Mit Feststellungsbescheid vom 3.5.2005 stellte die Beklagte die versicherungsrechtlichen Zeiten bis zum 31.12.1998 fest und lehnte u.a. die Zeiten vom 28.5.1975 bis zum 30.9.1975 und vom 15.12.1981 bis zum 31.3.1982 als Anrechnungszeiten ab.
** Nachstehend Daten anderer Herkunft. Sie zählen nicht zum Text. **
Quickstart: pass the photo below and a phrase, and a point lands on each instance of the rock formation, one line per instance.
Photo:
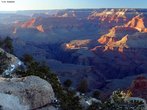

Dagegen legte die Klägerin am 20.6.2005 Widerspruch ein. Mit Widerspruchsbescheid vom 21.11.2005 wurde dem Widerspruch der Klägerin im Hinblick auf die Übergangszeit vom 28.5.1975 bis zum 30.9.1975 teilweise abgeholfen und im Übrigen für die Zeit vom 15.12.1981 bis zum 31.3.1982 zurückgewiesen. Als Studienzeit sei nur die Zeit bis zur Ablegung des ersten Staatsexamens am 14.12.1981 als Anrechnungszeit berücksichtigungsfähig. Bei dem angeschlossenen Hochschulstudium habe es sich um den ersten berücksichtigungsfähigen Abschluss gehandelt, der den Eintritt in das Berufsleben erstmalig für eine rentenversicherungspflichtige Tätigkeit eröffnet. Eine weiterführende qualifizierende Ausbildung gehöre zum persönlich zu verantwortenden Lebensbereich und könne nicht als Anrechnungszeit berücksichtigt werden.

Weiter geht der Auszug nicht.